New cap Jared Payne the natural centre of attention

International window of opportunity finally opens for experienced Kiwi

The Jared Payne story need not temper optimism.

That was put to Joe Schmidt yesterday: has his optimism been tempered by so many injuries and the Springboks' newly-evolved versatility?

“Optimism doesn’t feature too much for me, realism does,” says Schmidt.

Some reality then: Gordon D'Arcy couldn't train last week so the coach went with his instinct. Marching outside the predictable box, the pragmatic coach opted to fully utilise the five pitch sessions available to Ireland.


Fit players were rewarded. That meant Payne ran at 13 with big Robbie Henshaw holding the inside channel. D'Arcy and Brian O'Driscoll they are not, nor ever will be, but that time has passed.

Payne is an accomplished fullback, former Ireland centres O'Driscoll and Maurice Field have said so, but needs must.

He was recruited by David Humphreys three years ago after a circuitous Super Rugby career saw him hired as the Chiefs' medical joker in 2007 before demotion to National Provincial rugby with Northland in 2008.

There followed two seasons patrolling the mighty Crusaders back field before the Blues liked the look of him at centre.

Comfortable enough

“I played centre a lot with Northland and the Blues before I came here then went to fullback again,” explains the quietly spoken 29-year-old. “Getting back into 13 is nice. I’m comfortable enough with it.”

Stephen Donald's World Cup heroics in 2011 made the dream of representing the All Blacks even more tangible to New Zealand males.

Around that time Payne’s window of opportunity opened only to fade from view just as quickly.

Humphreys came to visit soon after, offering an opportunity to fill the 13 jersey for Ireland by November 2014. There was a catch; he would wear 15 for Ulster until that time came.

“I had to make a pretty tough decision when Ulster asked me to come over. I had a few conversations with [the All Black] coaches now and then. They would do their laps, like the Irish coaches do around the provinces, talk to you a bit.

“I had to make my bed. I always wanted to do a bit of travelling. I’m pretty passionate about it, seeing the environment Ireland have created over the last three years. It is something I want to be a part of.”

Long journey

Now, after a long journey, he has arrived.

"Originally we are from Tauranga, a little place over the Bay of Plenty. Nice little beach town."

It looks glorious; two strips of sand and a year round swell for surfers.

“I kept it [getting selected for Ireland] pretty quiet,” Payne continues. “Told my mum and dad, who were over the moon, but I’m starting to get a few texts now.”

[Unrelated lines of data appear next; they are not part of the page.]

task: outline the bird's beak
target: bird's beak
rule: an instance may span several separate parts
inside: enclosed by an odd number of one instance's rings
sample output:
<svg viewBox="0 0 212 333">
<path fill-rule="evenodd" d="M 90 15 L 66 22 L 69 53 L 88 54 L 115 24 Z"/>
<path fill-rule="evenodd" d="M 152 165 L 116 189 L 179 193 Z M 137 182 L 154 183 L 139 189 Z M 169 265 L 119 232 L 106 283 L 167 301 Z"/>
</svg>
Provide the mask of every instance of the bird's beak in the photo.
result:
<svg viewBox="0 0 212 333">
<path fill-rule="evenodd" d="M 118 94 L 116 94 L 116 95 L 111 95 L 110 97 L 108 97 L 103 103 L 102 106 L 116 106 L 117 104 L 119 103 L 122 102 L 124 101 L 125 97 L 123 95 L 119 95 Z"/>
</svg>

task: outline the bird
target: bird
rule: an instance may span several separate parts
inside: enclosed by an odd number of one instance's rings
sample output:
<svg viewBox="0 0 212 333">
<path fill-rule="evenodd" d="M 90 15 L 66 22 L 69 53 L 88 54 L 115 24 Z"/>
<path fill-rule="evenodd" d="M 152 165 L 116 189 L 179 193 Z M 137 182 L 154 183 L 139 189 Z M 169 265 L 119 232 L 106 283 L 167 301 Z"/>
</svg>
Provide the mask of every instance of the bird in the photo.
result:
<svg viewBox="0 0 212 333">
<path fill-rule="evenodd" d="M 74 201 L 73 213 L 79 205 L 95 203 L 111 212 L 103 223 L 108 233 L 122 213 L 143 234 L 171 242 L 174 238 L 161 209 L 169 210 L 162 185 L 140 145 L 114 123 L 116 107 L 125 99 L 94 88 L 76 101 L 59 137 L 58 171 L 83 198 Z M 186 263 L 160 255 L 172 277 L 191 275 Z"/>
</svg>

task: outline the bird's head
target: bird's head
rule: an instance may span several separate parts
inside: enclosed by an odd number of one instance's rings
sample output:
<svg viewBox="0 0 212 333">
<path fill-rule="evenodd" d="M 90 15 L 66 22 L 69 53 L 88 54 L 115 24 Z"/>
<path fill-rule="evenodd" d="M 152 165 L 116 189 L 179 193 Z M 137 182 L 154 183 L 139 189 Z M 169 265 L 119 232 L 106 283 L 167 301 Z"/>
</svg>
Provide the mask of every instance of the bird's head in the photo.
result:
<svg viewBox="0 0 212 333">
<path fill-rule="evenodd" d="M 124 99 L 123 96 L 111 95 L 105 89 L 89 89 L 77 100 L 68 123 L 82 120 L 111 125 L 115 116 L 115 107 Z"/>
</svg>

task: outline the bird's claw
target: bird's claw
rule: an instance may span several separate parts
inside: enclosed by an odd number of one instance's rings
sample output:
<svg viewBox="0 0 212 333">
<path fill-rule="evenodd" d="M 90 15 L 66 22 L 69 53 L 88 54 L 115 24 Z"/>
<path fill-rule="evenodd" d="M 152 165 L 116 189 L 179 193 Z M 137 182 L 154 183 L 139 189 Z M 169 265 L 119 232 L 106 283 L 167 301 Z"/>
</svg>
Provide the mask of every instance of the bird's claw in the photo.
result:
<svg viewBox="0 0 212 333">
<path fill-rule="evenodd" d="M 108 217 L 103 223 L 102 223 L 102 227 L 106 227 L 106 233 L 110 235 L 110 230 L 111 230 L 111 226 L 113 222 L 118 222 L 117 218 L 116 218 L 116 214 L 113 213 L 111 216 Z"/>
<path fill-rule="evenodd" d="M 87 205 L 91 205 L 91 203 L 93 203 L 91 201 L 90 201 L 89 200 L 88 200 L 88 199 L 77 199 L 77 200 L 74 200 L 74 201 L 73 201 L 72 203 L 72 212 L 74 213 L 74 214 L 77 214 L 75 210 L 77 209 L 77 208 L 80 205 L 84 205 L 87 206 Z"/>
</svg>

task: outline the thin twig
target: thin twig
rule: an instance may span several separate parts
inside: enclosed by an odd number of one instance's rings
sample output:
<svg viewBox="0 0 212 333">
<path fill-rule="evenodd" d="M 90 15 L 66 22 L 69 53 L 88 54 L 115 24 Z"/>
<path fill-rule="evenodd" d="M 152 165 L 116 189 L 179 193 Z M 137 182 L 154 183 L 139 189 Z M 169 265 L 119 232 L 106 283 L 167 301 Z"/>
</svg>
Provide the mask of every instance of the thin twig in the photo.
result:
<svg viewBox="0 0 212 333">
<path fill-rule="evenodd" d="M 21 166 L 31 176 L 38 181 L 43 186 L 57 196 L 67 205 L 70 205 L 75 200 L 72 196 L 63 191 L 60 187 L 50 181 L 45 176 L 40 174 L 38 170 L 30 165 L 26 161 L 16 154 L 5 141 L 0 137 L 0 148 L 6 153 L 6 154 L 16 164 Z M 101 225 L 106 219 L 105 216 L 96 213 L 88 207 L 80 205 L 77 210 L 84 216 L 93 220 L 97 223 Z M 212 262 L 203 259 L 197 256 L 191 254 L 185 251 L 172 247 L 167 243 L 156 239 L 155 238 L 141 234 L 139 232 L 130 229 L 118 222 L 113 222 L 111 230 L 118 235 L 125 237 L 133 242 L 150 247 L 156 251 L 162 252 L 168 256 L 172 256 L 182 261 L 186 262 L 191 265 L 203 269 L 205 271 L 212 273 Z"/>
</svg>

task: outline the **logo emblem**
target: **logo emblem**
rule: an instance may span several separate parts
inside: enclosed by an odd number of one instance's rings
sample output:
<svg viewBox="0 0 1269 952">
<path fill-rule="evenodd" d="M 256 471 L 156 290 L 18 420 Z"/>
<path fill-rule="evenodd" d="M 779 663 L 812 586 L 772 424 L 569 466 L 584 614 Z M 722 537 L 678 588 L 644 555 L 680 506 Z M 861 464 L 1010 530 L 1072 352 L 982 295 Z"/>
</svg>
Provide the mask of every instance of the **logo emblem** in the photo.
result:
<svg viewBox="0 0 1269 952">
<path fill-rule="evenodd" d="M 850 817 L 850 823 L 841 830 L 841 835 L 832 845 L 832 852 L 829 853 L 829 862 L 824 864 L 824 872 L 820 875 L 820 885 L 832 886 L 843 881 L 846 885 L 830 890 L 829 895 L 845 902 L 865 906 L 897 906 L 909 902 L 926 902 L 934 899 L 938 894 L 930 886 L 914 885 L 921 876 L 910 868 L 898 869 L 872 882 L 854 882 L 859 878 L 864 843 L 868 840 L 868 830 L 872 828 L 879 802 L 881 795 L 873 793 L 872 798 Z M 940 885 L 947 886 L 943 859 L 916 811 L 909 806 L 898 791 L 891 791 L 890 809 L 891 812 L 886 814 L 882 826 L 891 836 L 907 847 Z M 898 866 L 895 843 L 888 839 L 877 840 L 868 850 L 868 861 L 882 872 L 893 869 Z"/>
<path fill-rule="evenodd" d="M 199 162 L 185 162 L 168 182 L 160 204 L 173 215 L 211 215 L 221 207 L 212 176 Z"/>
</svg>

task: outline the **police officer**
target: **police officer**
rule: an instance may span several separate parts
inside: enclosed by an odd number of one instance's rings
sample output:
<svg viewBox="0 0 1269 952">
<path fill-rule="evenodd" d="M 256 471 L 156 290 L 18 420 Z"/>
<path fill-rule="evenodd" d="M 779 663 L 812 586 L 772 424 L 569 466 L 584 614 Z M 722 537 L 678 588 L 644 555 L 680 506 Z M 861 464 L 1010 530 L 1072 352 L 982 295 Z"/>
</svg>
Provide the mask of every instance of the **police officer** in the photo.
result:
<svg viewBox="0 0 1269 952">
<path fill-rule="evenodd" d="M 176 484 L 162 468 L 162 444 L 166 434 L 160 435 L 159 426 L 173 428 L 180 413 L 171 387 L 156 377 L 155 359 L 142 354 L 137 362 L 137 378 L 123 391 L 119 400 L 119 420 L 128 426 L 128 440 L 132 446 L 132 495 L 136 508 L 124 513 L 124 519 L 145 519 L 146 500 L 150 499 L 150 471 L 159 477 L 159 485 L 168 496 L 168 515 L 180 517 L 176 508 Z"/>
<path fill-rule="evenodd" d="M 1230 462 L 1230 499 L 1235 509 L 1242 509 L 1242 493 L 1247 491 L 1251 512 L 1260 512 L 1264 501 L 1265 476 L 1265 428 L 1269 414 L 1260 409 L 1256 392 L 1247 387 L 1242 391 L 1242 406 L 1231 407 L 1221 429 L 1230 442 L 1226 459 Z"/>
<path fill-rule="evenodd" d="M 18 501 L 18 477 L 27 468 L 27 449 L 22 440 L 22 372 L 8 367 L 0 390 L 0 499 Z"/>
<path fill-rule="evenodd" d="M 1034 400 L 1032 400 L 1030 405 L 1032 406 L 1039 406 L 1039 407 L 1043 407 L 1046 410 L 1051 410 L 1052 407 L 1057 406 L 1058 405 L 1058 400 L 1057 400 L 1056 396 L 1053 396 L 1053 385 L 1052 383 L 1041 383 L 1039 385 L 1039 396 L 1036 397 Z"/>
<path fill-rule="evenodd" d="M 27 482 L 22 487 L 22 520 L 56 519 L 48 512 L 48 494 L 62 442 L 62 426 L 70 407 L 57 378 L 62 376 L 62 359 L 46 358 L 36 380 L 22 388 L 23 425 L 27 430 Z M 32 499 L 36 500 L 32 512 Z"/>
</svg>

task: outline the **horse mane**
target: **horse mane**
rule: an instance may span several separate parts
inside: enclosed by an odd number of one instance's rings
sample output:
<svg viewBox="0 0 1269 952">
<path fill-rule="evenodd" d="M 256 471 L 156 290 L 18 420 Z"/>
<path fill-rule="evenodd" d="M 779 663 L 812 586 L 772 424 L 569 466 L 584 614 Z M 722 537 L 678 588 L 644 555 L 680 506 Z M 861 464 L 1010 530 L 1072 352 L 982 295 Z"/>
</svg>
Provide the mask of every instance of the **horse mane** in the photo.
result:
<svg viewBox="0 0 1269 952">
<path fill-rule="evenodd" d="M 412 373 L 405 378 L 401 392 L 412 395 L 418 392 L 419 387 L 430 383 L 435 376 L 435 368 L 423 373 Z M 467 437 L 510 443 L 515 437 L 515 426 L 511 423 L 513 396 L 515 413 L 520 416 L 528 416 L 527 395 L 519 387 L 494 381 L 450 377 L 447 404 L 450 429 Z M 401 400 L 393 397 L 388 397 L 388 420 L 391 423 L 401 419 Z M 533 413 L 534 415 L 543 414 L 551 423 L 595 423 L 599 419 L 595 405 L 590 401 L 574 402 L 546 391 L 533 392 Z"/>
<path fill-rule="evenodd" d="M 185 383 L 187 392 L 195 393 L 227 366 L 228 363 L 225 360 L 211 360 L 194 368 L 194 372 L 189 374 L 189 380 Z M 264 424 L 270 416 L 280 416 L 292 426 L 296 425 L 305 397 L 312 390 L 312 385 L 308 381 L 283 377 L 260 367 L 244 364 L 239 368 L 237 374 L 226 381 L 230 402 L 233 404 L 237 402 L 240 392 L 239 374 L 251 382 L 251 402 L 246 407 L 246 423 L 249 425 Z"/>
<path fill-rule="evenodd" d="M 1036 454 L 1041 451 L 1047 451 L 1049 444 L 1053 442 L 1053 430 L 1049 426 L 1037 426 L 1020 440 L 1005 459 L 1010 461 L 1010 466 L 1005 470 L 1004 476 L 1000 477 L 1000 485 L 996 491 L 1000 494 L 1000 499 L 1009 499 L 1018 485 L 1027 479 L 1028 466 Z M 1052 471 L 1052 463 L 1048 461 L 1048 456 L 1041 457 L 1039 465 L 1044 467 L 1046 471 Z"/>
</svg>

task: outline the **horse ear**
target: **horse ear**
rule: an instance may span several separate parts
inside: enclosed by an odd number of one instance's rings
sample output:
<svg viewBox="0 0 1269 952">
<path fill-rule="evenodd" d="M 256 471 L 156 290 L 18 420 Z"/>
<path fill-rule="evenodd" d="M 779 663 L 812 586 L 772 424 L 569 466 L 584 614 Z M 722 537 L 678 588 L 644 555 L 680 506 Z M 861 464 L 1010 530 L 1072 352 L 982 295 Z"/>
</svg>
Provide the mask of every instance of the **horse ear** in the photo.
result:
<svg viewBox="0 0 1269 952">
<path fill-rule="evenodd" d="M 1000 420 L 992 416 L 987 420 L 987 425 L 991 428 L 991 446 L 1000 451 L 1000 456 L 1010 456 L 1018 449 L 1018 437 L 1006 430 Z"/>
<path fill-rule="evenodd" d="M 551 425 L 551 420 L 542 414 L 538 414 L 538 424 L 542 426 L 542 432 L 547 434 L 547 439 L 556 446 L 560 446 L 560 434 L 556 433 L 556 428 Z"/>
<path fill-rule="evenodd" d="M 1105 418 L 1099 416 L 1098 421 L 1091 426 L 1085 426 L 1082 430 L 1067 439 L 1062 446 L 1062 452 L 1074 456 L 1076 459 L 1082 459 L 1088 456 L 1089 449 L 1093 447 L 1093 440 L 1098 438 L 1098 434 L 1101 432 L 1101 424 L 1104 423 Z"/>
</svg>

But that catch still lingers.

Stuart Barnes recently made the comparison of Payne to former New Zealand coach John Hart hand-cuffing Christian Cullen's magical attacking ability when moving him to centre at the 1999 World Cup.

Are we, the media which includes O’Driscoll and Field, making too much of a fuss about this?

Attacking lines

“Ah yeah,” Payne responded. “They are pretty similar. Bit more tackling at 13. More work on your defence, your attacking lines are a bit tighter. When you play rugby you are there from set piece then it breaks up into phase play and you just play.”

But, to be clear, he is playing outside centre tomorrow.

“I haven’t gone to 12 too much.”

Ever played inside centre?

“I think I might have filled in there once or twice, maybe, nothing serious.”

He adds: “Yeah look, rugby is played by a team, isn’t it so you don’t want to leave your inside or outside mate hanging.

“We’ve got to defend well as a unit, be that holding them tighter there or pushing up on them. Whatever we do, we have shut them down as a collective rather than individually.”

Still, the crowd could do with Henshaw or Payne bursting out of the line tomorrow, risking it all just to burst Jean De Villiers or Duane Vermeulen or Tendai 'Beast' Mtawarira.

The pinnacle

Not long after arriving in Belfast, Payne tore his Achilles tendon.

Season over.

The pinnacle of his Ulster sojourn was supposed to be last season's European campaign but four minutes into the quarter-final against Saracens at Ravenhill he was sent off for charging into a mid-air Alex Goode.

That call still looks harsh. His eyes were on the ball until it was too late. It killed Ulster’s season.

At least it’s clear he won’t hesitate.

Tomorrow he’s a kid from Tauranga, over the Bay of Plenty, staring down the Springboks. The dream for any Kiwi really.